Top NCAA gymnasts are making their opposition known to the raft of anti-LGBTQ bills being filed in state legislatures throughout the U.S.

Over the weekend, multiple gymnasts competing in the NCAA championships used the hashtag #FlippingExhausted to voice their disagreements with the bigoted policies, many of which target transgender and nonbinary youth. Nearly 240 anti-LGBTQ bills have already been proposed nationwide this year, according to NBC News.

Connor McCool, an All-American who competes for the University of Illinois, used the hashtag before his performance in the NCAA men’s championships at the University of Oklahoma. Oklahoma’s governor recently signed a bill banning transgender girls and women from competing on female sports teams.

“Thrilled to be competing at the NCAA championships today,” McCool tweeted Friday. “At the same time I’m #flippingexhausted that across the country and in the state of Oklahoma, lawmakers are pushing legislation targeting trans youth and their families. I’m standing with trans youth and you should to!”

That’s such an awesome message, and the quintessential example of an athlete using their platform to support inclusion. Mia Takekawa, who also competes for Illinois, used the #FlippingExhausted hashtag as well before the start of the women’s championships (out gymnast Sirena Linton won second-team All-American honors in balance beam).

The event was held in Texas, perhaps the new ground zero for anti-trans laws. Texas governor Gregg Abbott recently ordered that parents seeking care for their transgender children should be prosecuted for child abuse.

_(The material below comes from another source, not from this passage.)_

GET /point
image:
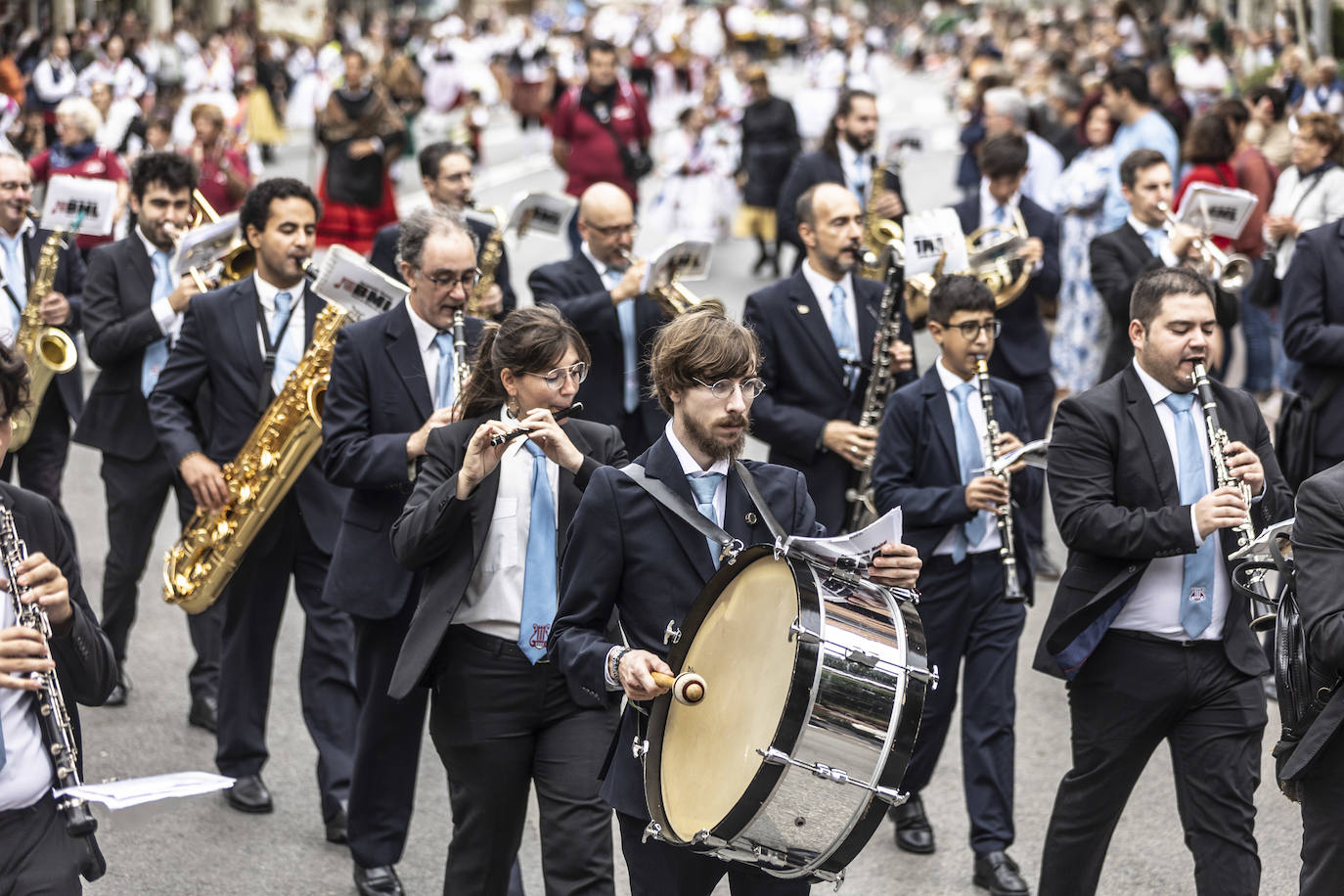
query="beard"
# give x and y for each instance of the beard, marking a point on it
(717, 449)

For Jackson Harrison, a queer and nonbinary gymnast at Arizona State who wrote their coming-out story last year for Outsports, it’s been heartening to see support from the gymnastics community. Though male gymnastics is often stereotyped as a “gay sport,” Harrison wrote about how displays of masculinity are actually engrained in its culture.

The only way that will change is if athletes speak out.

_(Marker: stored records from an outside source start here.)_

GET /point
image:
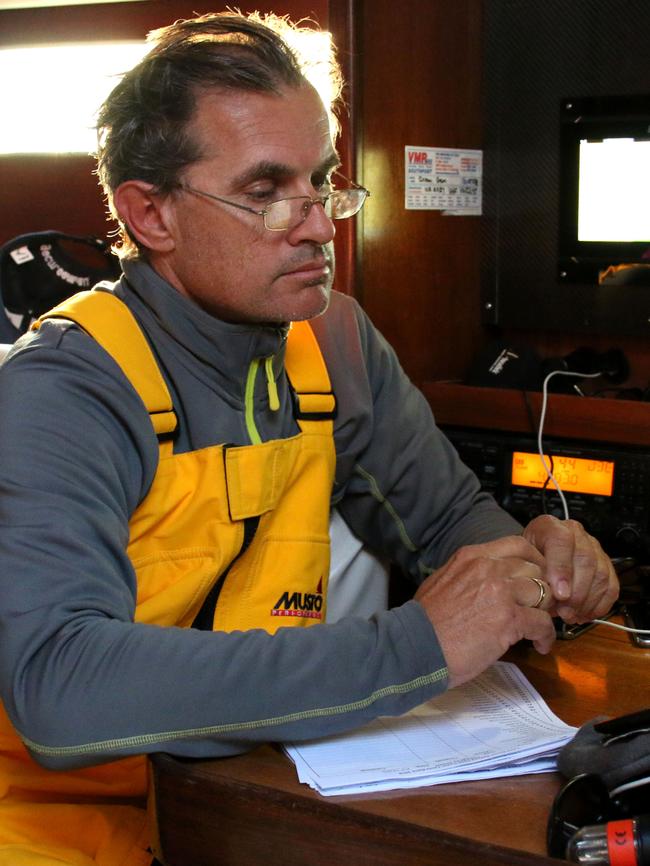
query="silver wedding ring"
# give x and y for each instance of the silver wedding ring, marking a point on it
(542, 591)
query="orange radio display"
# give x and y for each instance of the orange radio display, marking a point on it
(573, 474)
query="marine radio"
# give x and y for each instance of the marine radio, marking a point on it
(606, 488)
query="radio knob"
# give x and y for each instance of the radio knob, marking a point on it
(628, 534)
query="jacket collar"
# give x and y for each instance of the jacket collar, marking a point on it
(226, 348)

“I know all athletes coming together is such a big thing, but the power is in our hands to do what we think is the best thing,” they told Outsports. “We’re the ones who are out in the spotlight, out working hard, and being criticized by everyone. I think we need to realize that, and take that power and use it for good. And right now, the good is for those youths who aren’t being allowed to participate in sports as they should be.”

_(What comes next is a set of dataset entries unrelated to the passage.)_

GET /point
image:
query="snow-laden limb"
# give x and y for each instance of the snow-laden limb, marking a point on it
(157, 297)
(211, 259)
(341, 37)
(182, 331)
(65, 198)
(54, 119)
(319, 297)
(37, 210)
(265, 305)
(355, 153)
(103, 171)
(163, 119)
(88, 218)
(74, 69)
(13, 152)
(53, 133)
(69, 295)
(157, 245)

Harrison used their power to write openly about their experiences as an out LGBTQ gymnast. Since the piece was published, Harrison says they’ve been approached several times at events by people who want to talk about LGBTQ issues in sports and gymnastics.

It’s a role that Harrison relishes playing.

“It gave me the platform that I was kind of hoping for,” they said. “It gave me a voice to actually speak on these issues and be known within the gymnastics community.”

It’s great to see more NCAA gymnasts joining Harrison in the fight.